I knew Declan would be, in his head, retired for the first few weeks following his telling us after our last league game in 2010. But most of us in Breaffy knew that come January and February, when we were back training, Declan would be going out of his mind at the prospect of missing out. He wouldn’t be able to resist.
And so it was to widespread laughter that he walked into our dressing-room in Ballyheane in February for his first session back. The 2011 season is over now and, not surprisingly, Dec’ retired again. This time though I’m not as certain he’ll be back. He’s based in Dublin now and while his fitness hasn’t dipped, to make that commute every weekend in your 39th year, you’d need your head examined.
But then that has been said of him before. We might tempt him out for a bit of Junior football.
Sadly, though, we won’t see Johnny Lyons again around Breaffy. A fine Breaffy man passed away last week and so many of us who played underage football in the 80s and 90s in Breaffy can’t but remember Johnny and his late brother Tommy.

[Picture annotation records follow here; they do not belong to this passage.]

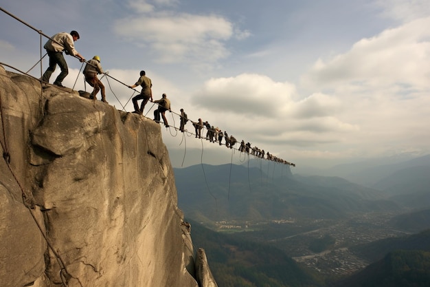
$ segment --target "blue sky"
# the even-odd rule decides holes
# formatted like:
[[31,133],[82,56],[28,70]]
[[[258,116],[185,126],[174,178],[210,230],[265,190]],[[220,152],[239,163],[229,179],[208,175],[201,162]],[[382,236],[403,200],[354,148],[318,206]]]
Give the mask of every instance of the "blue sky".
[[[297,167],[430,151],[428,0],[1,2],[47,35],[78,30],[77,50],[100,56],[109,75],[131,85],[144,70],[154,98],[167,94],[175,111]],[[1,61],[28,70],[40,58],[38,34],[3,12],[0,25]],[[63,84],[72,87],[81,63],[66,59]],[[124,104],[132,91],[109,84],[120,109],[115,96]],[[81,75],[75,89],[84,88]],[[181,165],[182,135],[162,130]],[[186,142],[190,154],[202,148]],[[225,149],[203,147],[206,163],[230,162]]]

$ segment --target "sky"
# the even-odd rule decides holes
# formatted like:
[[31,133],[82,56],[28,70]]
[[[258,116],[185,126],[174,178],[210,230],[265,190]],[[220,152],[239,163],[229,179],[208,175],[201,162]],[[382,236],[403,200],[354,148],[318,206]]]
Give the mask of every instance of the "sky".
[[[122,83],[134,84],[143,70],[154,99],[166,93],[176,113],[183,108],[190,120],[297,169],[430,153],[428,0],[1,0],[0,7],[48,36],[77,30],[76,50],[86,59],[98,55],[113,78],[102,81],[118,109],[133,110],[135,94]],[[39,78],[40,66],[30,69],[46,39],[3,12],[0,27],[0,62]],[[66,61],[63,85],[88,91],[82,64]],[[47,56],[42,63],[44,72]],[[154,109],[148,103],[144,114],[152,118]],[[166,116],[179,126],[176,114]],[[190,122],[185,129],[194,129]],[[245,160],[161,130],[174,167]]]

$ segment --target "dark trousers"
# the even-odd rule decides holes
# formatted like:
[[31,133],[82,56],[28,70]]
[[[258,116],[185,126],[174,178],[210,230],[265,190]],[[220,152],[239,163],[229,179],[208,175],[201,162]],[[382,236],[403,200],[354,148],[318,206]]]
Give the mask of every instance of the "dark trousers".
[[[133,105],[135,107],[135,111],[140,114],[144,114],[144,108],[145,107],[145,105],[149,100],[150,96],[148,96],[144,94],[139,94],[136,96],[134,96],[131,101],[133,102]],[[139,104],[137,103],[138,100],[143,100],[142,104],[140,104],[140,108],[139,108]]]
[[163,108],[163,107],[159,107],[158,109],[154,111],[154,120],[157,120],[159,122],[160,114],[161,114],[161,116],[163,117],[163,121],[164,122],[164,125],[168,125],[168,123],[167,123],[167,118],[166,118],[166,115],[165,115],[166,111],[167,111],[166,109]]
[[54,83],[55,85],[60,85],[63,83],[63,80],[64,80],[69,74],[69,68],[67,67],[66,60],[65,60],[64,56],[63,56],[63,53],[60,52],[48,51],[48,56],[49,56],[49,67],[48,67],[43,74],[42,81],[49,83],[49,78],[51,78],[51,75],[55,71],[55,68],[58,64],[60,69],[61,69],[61,72],[58,76],[57,76]]

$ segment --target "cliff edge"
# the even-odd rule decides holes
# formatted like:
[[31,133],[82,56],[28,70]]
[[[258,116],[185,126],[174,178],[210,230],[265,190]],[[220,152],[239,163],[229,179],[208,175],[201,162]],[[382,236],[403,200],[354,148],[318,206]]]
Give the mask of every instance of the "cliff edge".
[[205,286],[158,124],[2,66],[0,100],[0,286]]

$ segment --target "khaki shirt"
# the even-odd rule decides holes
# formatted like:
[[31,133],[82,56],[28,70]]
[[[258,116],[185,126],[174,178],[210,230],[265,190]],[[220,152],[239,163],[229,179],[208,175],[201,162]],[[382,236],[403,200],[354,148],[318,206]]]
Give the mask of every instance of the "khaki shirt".
[[73,36],[70,34],[62,32],[52,36],[52,39],[55,41],[49,39],[43,46],[47,51],[63,52],[65,49],[70,55],[76,56],[78,54],[78,51],[75,50]]

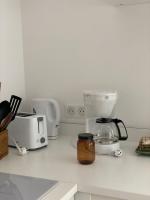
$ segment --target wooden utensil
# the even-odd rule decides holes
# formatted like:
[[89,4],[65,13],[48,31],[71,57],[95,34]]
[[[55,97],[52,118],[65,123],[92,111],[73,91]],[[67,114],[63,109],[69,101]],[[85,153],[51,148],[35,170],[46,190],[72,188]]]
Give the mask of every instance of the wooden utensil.
[[0,122],[10,113],[10,103],[8,101],[2,101],[0,103]]
[[9,123],[12,121],[14,113],[10,112],[0,123],[0,132],[5,130]]
[[15,95],[11,96],[11,98],[10,98],[10,109],[11,109],[11,112],[14,113],[14,116],[11,120],[15,119],[15,116],[17,114],[17,111],[18,111],[18,108],[20,106],[21,101],[22,101],[22,98],[15,96]]

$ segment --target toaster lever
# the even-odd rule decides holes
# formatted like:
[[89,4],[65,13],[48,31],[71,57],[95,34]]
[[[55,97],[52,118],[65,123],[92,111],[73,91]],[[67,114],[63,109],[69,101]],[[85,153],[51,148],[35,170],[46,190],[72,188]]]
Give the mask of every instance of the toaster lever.
[[37,117],[37,122],[38,122],[38,133],[40,133],[40,122],[43,121],[43,117]]

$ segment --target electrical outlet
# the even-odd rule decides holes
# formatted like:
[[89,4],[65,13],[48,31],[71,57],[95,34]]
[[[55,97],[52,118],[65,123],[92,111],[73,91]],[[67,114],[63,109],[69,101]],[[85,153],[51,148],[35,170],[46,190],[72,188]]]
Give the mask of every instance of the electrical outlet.
[[85,106],[77,106],[77,114],[79,117],[85,117]]

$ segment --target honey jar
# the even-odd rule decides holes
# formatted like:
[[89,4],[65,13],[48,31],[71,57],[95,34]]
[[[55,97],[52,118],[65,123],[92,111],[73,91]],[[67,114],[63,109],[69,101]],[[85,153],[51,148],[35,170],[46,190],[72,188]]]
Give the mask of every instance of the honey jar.
[[77,160],[81,164],[91,164],[95,160],[95,142],[93,134],[80,133],[77,142]]

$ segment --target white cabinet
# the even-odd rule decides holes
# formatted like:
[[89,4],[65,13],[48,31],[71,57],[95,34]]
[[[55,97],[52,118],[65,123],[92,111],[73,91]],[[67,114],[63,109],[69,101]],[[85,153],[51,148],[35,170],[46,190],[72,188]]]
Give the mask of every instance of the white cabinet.
[[74,200],[123,200],[123,199],[94,195],[90,193],[77,192]]

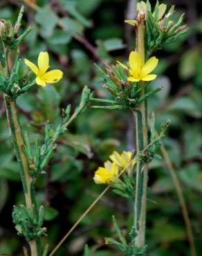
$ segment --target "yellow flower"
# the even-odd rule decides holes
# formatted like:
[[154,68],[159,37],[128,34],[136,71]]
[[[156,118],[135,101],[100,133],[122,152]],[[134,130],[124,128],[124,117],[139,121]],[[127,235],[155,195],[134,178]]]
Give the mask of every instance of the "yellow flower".
[[28,60],[24,60],[25,64],[37,75],[36,83],[42,86],[47,84],[54,84],[61,80],[63,73],[59,69],[47,71],[49,68],[49,57],[47,52],[40,52],[38,57],[38,66]]
[[104,163],[104,167],[99,167],[95,172],[93,180],[97,184],[113,183],[118,175],[118,167],[109,161]]
[[134,160],[131,163],[130,163],[132,160],[132,156],[133,154],[130,151],[124,151],[122,154],[119,154],[116,151],[114,151],[113,154],[109,156],[109,158],[113,161],[113,163],[115,163],[120,167],[125,168],[127,167],[127,170],[131,171],[136,163]]
[[[158,65],[158,60],[156,57],[152,57],[143,65],[141,57],[136,51],[131,51],[129,55],[129,77],[128,81],[139,82],[152,81],[156,79],[156,75],[149,74]],[[128,68],[120,62],[121,66],[128,70]]]

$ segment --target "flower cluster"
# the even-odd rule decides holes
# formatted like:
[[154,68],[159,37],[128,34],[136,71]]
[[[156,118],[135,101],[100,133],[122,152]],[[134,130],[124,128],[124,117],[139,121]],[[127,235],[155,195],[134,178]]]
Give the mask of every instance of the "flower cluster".
[[131,51],[129,59],[129,68],[118,62],[121,66],[129,72],[127,80],[129,82],[152,81],[156,79],[156,75],[150,74],[156,67],[158,60],[156,57],[149,59],[145,64],[139,53],[136,51]]
[[140,20],[143,19],[146,24],[146,43],[149,53],[161,48],[165,44],[169,44],[177,39],[181,35],[187,31],[187,27],[183,24],[184,14],[178,18],[176,22],[172,18],[174,13],[174,6],[172,6],[167,11],[167,5],[159,5],[158,1],[154,10],[147,1],[147,3],[141,1],[137,3],[137,19],[126,20],[125,22],[138,26]]
[[137,51],[131,51],[127,66],[117,62],[116,66],[105,64],[106,72],[99,68],[104,81],[102,85],[113,95],[114,100],[93,98],[91,100],[94,102],[108,103],[109,105],[92,107],[111,110],[136,109],[143,101],[160,90],[160,88],[149,90],[142,97],[141,92],[145,91],[145,86],[157,77],[157,75],[151,73],[158,63],[158,60],[154,56],[144,64],[140,54]]
[[93,180],[97,184],[110,184],[118,178],[121,168],[126,168],[130,172],[136,161],[132,160],[132,152],[124,151],[122,154],[113,152],[109,156],[111,161],[104,162],[104,167],[100,167],[95,172]]
[[53,69],[50,71],[49,68],[49,56],[47,52],[41,52],[38,57],[38,67],[28,60],[24,60],[25,64],[36,75],[36,83],[38,85],[46,86],[46,84],[56,83],[62,77],[62,72],[59,69]]

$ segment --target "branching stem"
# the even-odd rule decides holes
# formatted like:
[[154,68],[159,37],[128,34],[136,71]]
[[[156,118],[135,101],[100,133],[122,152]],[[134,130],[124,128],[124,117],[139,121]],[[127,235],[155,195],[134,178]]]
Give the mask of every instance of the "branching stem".
[[[143,65],[145,63],[145,21],[141,17],[140,19],[140,23],[136,28],[136,51],[141,57]],[[144,91],[142,91],[141,96],[143,96],[144,93]],[[134,111],[134,114],[136,120],[136,154],[138,154],[148,144],[147,101],[140,104],[138,109]],[[138,248],[145,246],[147,179],[148,166],[138,161],[136,167],[134,205],[134,226],[136,231],[135,246]]]

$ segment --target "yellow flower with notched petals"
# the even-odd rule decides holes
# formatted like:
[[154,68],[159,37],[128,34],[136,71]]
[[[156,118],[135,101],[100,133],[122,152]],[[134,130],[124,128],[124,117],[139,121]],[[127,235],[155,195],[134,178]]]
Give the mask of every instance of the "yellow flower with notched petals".
[[131,51],[129,55],[129,68],[120,62],[118,62],[121,66],[129,71],[129,76],[127,80],[129,82],[152,81],[156,79],[156,75],[150,74],[156,67],[158,60],[156,57],[152,57],[143,65],[141,57],[136,51]]
[[121,154],[114,151],[113,154],[109,156],[109,158],[113,163],[115,163],[122,168],[127,167],[128,171],[131,171],[136,163],[135,160],[131,162],[132,157],[133,154],[130,151],[124,151]]
[[97,184],[111,183],[118,177],[119,170],[115,163],[108,161],[104,163],[104,166],[95,172],[93,180]]
[[26,59],[24,62],[37,75],[35,81],[38,85],[46,86],[46,84],[56,83],[62,77],[63,73],[59,69],[46,72],[49,68],[49,56],[47,52],[40,52],[38,66]]

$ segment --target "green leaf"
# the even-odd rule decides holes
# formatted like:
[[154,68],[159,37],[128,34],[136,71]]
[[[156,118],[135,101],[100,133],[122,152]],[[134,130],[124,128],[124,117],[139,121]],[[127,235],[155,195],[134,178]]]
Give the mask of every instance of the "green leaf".
[[46,206],[44,209],[44,220],[51,221],[59,214],[59,212],[53,207]]
[[89,15],[95,11],[103,0],[77,0],[78,10],[84,15]]
[[62,24],[64,30],[71,33],[82,34],[84,27],[77,21],[68,17],[59,19],[59,23]]

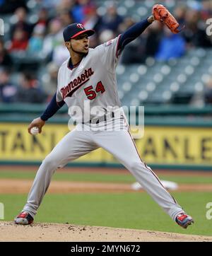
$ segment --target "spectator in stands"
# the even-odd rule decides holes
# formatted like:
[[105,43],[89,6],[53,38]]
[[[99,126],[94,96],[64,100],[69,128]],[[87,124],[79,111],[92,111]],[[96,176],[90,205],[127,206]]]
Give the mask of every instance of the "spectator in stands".
[[59,66],[55,63],[50,62],[47,65],[47,71],[48,76],[45,76],[42,84],[43,89],[50,100],[57,91]]
[[11,68],[13,60],[5,49],[4,42],[0,40],[0,67]]
[[212,104],[212,77],[206,84],[204,90],[204,101],[206,104]]
[[163,27],[164,35],[159,43],[155,59],[167,61],[182,57],[185,52],[185,42],[180,34],[173,34],[166,26]]
[[182,35],[186,40],[187,47],[211,47],[210,37],[206,33],[206,22],[201,19],[199,9],[188,9],[185,16],[186,27]]
[[28,40],[26,33],[21,28],[17,28],[14,32],[9,51],[25,51],[28,45]]
[[53,50],[61,43],[62,38],[62,25],[59,19],[53,19],[49,22],[47,35],[43,41],[42,54],[52,60]]
[[0,103],[8,103],[15,100],[16,86],[9,81],[9,72],[0,69]]
[[86,18],[86,8],[92,6],[90,0],[77,0],[75,1],[75,6],[72,7],[71,13],[74,22],[83,23]]
[[[131,18],[124,18],[119,27],[119,33],[132,26],[135,21]],[[140,37],[127,45],[121,57],[120,62],[124,64],[143,63],[148,56],[154,56],[158,47],[161,36],[159,23],[153,23]]]
[[69,24],[73,23],[73,18],[68,10],[63,10],[59,12],[59,19],[62,23],[63,27],[66,27]]
[[37,24],[33,29],[33,33],[28,43],[28,51],[30,53],[37,54],[42,50],[44,33],[45,26],[43,24]]
[[29,39],[32,33],[33,25],[26,21],[25,9],[22,7],[18,8],[15,12],[15,18],[17,21],[11,27],[11,37],[13,38],[14,37],[15,32],[18,29],[23,30],[26,37]]
[[96,7],[90,6],[85,8],[84,10],[85,18],[82,21],[84,27],[86,29],[93,29],[98,33],[100,30],[100,18],[97,13]]
[[61,4],[61,0],[37,0],[43,8],[47,9],[52,9],[57,8]]
[[61,66],[66,59],[70,57],[67,48],[64,44],[64,42],[61,41],[59,45],[57,46],[52,53],[52,61],[57,65]]
[[123,19],[117,13],[116,6],[112,4],[108,7],[107,13],[100,20],[100,30],[109,29],[117,33],[119,25],[122,21]]
[[25,0],[1,0],[0,13],[13,13],[18,8],[23,7],[26,9]]
[[30,73],[23,74],[20,86],[18,88],[16,99],[18,102],[29,103],[42,103],[45,102],[47,96],[39,87],[37,79]]
[[36,22],[36,23],[34,24],[34,27],[36,25],[39,24],[44,25],[45,28],[47,28],[49,22],[48,10],[45,8],[42,8],[39,11],[37,15],[38,15],[38,20]]

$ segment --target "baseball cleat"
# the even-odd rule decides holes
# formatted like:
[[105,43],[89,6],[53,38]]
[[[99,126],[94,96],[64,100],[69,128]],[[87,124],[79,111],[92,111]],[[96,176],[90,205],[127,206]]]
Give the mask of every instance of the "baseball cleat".
[[22,211],[17,217],[15,218],[14,222],[16,224],[30,225],[34,221],[31,215],[25,211]]
[[178,225],[182,226],[183,228],[187,228],[189,225],[194,223],[192,217],[182,212],[178,214],[175,219],[176,222]]

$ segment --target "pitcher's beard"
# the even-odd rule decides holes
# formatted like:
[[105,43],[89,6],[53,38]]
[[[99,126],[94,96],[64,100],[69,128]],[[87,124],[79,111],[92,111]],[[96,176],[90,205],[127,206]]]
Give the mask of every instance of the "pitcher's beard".
[[72,50],[72,51],[73,51],[73,52],[76,52],[76,53],[77,53],[78,54],[81,55],[82,57],[87,55],[88,53],[88,52],[82,52],[76,51],[75,50],[73,50],[73,48],[72,47],[72,45],[71,45],[71,49]]

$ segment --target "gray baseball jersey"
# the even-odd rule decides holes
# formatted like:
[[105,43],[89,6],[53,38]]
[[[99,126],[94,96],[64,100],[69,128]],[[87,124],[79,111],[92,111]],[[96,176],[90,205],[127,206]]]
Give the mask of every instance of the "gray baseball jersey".
[[[78,122],[102,116],[120,107],[115,75],[119,40],[119,36],[95,49],[90,48],[73,69],[68,66],[69,59],[59,69],[57,100],[64,100],[71,107],[69,114]],[[77,108],[81,109],[82,117],[76,114]]]

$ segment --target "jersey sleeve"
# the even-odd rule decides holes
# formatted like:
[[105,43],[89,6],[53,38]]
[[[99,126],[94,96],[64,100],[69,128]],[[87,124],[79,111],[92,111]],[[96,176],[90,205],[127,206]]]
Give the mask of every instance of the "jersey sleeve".
[[56,93],[56,100],[57,103],[59,103],[62,101],[63,97],[61,95],[61,93],[60,91],[60,74],[61,74],[61,69],[59,69],[58,74],[57,74],[57,93]]
[[120,52],[118,50],[120,37],[121,35],[97,47],[100,59],[106,69],[112,73],[115,72],[114,69],[120,55]]

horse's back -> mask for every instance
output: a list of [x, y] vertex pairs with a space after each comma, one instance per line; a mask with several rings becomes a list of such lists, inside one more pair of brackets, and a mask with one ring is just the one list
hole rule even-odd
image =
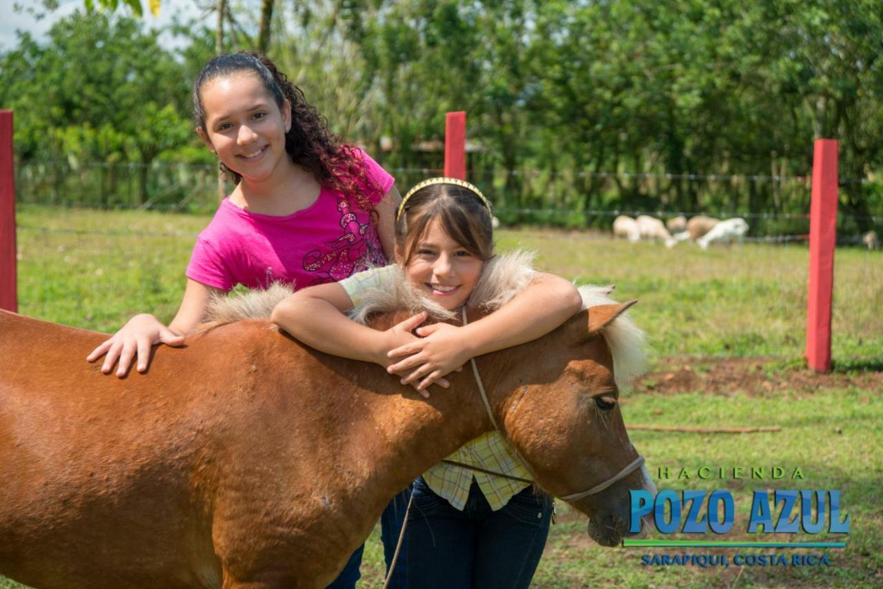
[[105, 337], [0, 313], [0, 572], [36, 586], [147, 586], [152, 571], [166, 571], [156, 586], [210, 585], [187, 572], [217, 569], [189, 488], [192, 440], [175, 403], [86, 361]]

Many is the Under 10 game I went to and played in up and down the county where Lyons Transport brought us to the game. It wasn’t in a bus or even a people-carrier (not sure they even existed). No, often what felt like our entire squad would cram into Johnny and Tommy’s two Ford Fiestas and head off on our merry way.
It was the days before overcrowding in a car was seen as a problem and days when paying money for buses would probably mean that some kids wouldn’t be able to travel to the games. The commitment to the local club by Johnny and Tommy Lyons was, on reflection, huge. We didn’t appreciate it at the time - you never do as a youngster.
But my work here in The Mayo News meant I saw a lot of old archives where the Lyons’ names were perpetually mentioned in connection with Breaffy GAA Club, long before I was born. Johnny was Club President when he died suddenly last week. He and his brother are owed a debt of gratitude by current members of the vibrant club that exists today. They left a fine legacy.